Power consumption is also critical to mobile and wearable devices in order to extend battery life. At 50uA (10Hz rate), the MMC3524xPJ reduces current consumption by 5x compared with industry-leading products, and is one of the few devices to run from a single 1.8V supply. In addition, the MMC3524xPJ offers a sleep current of 5nA (max), which is 1000x lower than the competition.

“The magnetic sensors in all previous and current generation mobile phones and tablets require a frequent and cumbersome ‘figure 8’ recalibration in order to get an e-compass function with acceptable accuracy,” said Dr. Yang Zhao, MEMSIC CEO. “This is a real burden and annoyance to the user, especially with the tablets and larger phones. With our new MMC3524xPJ, we have virtually eliminated this burden, enabling a new level of user experience and paving the way for accurate pointing in a new generation of Location Based Services.”

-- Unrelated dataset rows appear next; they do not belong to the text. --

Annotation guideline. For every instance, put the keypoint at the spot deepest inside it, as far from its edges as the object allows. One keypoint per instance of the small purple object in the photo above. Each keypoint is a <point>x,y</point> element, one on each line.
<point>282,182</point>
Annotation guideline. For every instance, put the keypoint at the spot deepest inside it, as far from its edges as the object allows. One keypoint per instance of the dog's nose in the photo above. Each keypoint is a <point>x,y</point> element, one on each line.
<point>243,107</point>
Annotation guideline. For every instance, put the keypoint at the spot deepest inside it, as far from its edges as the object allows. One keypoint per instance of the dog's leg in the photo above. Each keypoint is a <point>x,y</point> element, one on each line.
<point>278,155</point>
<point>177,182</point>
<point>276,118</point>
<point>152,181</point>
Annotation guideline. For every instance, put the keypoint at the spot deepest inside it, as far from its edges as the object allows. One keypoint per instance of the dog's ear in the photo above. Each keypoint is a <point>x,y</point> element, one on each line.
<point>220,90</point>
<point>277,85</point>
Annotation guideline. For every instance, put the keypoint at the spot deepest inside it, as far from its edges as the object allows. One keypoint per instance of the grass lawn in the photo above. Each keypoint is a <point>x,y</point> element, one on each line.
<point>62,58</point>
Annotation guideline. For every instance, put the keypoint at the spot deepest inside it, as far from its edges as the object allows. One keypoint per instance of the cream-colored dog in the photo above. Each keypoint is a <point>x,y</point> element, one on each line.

Read more: Sensor hubs make big gains while enabling the future of sensing

The MMC3524xPJ is offered in an industry-standard 1.6 mm. x 1.6 mm. x 0.5 mm package and operates from a single 1.8 V or Dual 1.8V / 3V supplies, making it ideal for mobile applications such as electronic compassing in cellular phones and tablets, pedestrian navigation, gaming controls, wristwatches, in-vehicle GPS navigation, and other magnetic field measuring applications.